Onedefect can be recognized by the fruits that remain small. Older leaves become blotchy and light to yellowish while the leaf veins initially remain dark and green. The leaves can turn brown from the edge and dry out. There is less root formation. Magnesium deficiency can often be observed in conifers, for example. for larch, pine or spruce. Conifers get yellow or brown needles or even brown tips. In the end, the affected needles will fall off. This often occurs on heavy, loamy and lime-poor soils or with unbalanced fertilization.

A Overfertilization of magnesium can lead to a calcium deficiency.

Contain Magnesium is found, for example, in compost, nettle manure, comfrey manure, Epsom salt, algae lime and partly in stone meal and in wood ash (beech charcoal).

Sulfur (S)

Sulfur occurs naturally in a wide variety of forms, and emissions from industry and traffic also release sulfur. Plants are usually always supplied with sufficient sulfur. In many artificial fertilizers, but also, for example. There is plenty of sulfur in horn shavings. At a Overfertilization it can quickly lead to acidification of the soil. On the rare occasion that a plant contains sulfurdefect suffers, you can recognize this by thin and woody stems and young leaves with a light yellow color.

Contain is sulfur in numerous fertilizers, regardless of whether they come from nature or the chemical factory. A particularly large amount of sulfur is found in horn shavings, nettle manure and comfrey manure, for example.

Trace nutrients

Trace elements or trace nutrients such as iron, copper, boron, zinc, manganese and molybdenum are only required in small quantities. There are also other nutrients that are known to be beneficial for plant growth, such as aluminum, sodium, chlorine, silicon and cobalt. These substances are often considered to be dispensable, but, strictly speaking, the importance of these substances for plants cannot yet be clearly explained scientifically.

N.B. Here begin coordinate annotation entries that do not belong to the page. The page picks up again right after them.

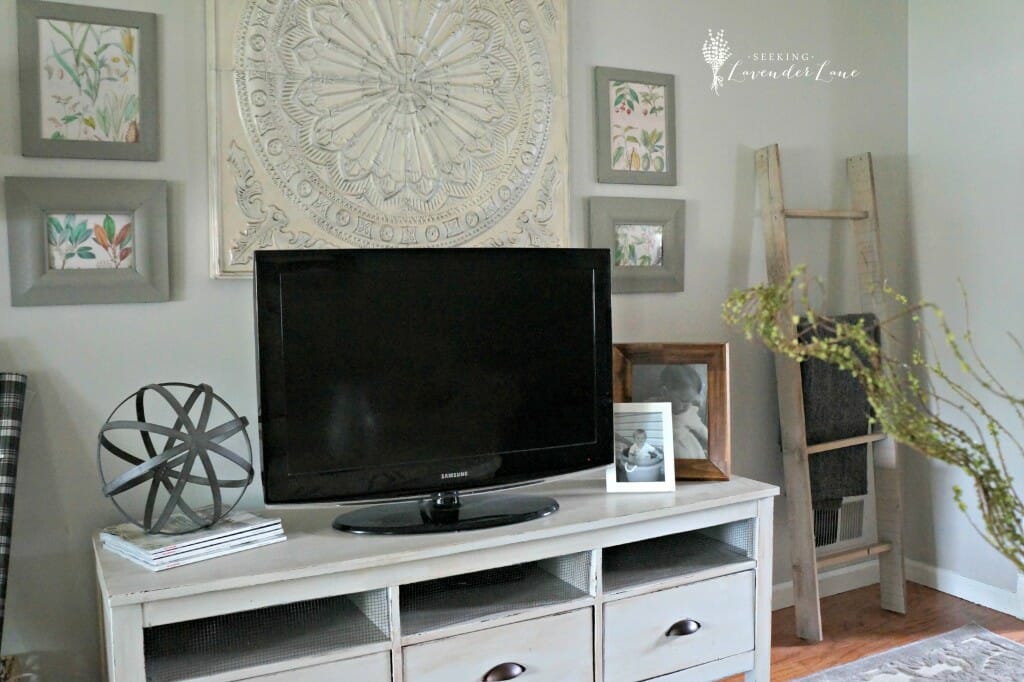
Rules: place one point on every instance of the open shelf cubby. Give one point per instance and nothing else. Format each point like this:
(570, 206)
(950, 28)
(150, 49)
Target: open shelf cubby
(485, 594)
(325, 627)
(718, 549)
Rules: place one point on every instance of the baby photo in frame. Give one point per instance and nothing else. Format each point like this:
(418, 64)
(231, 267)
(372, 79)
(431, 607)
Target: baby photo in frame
(644, 461)
(693, 378)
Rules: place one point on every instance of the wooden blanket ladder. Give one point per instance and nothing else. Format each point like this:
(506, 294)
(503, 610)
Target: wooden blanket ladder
(796, 451)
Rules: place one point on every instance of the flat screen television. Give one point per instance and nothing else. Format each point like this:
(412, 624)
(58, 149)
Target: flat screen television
(411, 377)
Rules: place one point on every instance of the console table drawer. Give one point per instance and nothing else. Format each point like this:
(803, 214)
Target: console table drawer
(637, 645)
(374, 668)
(554, 648)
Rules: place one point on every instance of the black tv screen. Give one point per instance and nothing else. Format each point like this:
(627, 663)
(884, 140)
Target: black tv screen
(388, 374)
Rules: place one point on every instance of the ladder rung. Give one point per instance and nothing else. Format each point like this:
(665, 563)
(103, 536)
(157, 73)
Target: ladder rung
(854, 554)
(826, 214)
(845, 442)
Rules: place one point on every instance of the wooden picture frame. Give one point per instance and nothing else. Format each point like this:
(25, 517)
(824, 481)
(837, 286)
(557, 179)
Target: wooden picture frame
(644, 461)
(88, 81)
(87, 241)
(642, 372)
(636, 126)
(622, 224)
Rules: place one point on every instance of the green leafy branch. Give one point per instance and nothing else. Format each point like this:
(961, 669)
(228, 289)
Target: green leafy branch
(69, 239)
(908, 398)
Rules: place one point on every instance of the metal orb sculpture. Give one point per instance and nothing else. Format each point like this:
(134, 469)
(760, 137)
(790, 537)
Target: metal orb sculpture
(184, 466)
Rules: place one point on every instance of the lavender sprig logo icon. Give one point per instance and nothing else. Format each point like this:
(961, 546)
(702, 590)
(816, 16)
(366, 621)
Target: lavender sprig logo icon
(716, 50)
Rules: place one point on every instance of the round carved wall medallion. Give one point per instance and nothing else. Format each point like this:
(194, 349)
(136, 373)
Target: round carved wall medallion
(419, 123)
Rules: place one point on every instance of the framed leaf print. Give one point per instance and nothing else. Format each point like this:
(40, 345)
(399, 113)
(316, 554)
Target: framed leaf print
(88, 82)
(86, 241)
(636, 126)
(645, 237)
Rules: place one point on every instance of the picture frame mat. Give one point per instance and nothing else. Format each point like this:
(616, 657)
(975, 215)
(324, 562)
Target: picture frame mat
(663, 413)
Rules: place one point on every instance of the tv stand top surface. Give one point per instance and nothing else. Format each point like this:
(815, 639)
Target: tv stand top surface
(314, 549)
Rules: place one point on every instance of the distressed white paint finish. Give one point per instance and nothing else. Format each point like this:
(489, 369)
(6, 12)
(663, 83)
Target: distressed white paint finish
(637, 646)
(317, 561)
(376, 668)
(557, 648)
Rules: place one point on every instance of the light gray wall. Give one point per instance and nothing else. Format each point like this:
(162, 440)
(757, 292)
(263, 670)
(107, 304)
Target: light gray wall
(966, 152)
(83, 359)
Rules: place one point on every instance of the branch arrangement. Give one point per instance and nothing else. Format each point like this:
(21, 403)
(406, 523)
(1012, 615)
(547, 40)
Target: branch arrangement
(909, 398)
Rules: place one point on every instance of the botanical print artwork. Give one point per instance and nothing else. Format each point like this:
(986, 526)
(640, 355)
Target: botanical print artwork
(639, 246)
(89, 85)
(637, 126)
(90, 241)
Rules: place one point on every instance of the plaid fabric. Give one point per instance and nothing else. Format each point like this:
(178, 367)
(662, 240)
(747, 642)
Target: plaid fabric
(11, 409)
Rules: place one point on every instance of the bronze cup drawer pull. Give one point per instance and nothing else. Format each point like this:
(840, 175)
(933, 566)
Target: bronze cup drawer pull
(502, 672)
(683, 628)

All sorts of these elements and others occur in healthy soil and there is still sufficient research into which substances plants process in which way and what some of these substances are required for. We therefore keep the breeding of plants on nutrient solutions or fertilization for example. with NPK artificial fertilizers for myopic. Plants can only build up their optimal nutrient content if they themselves have been supplied with a sufficient and diverse nutrient base.

Soils with an alkaline or very acidic pH can lead to a lack of trace nutrients in plants. There are also plants with an increased need for trace elements.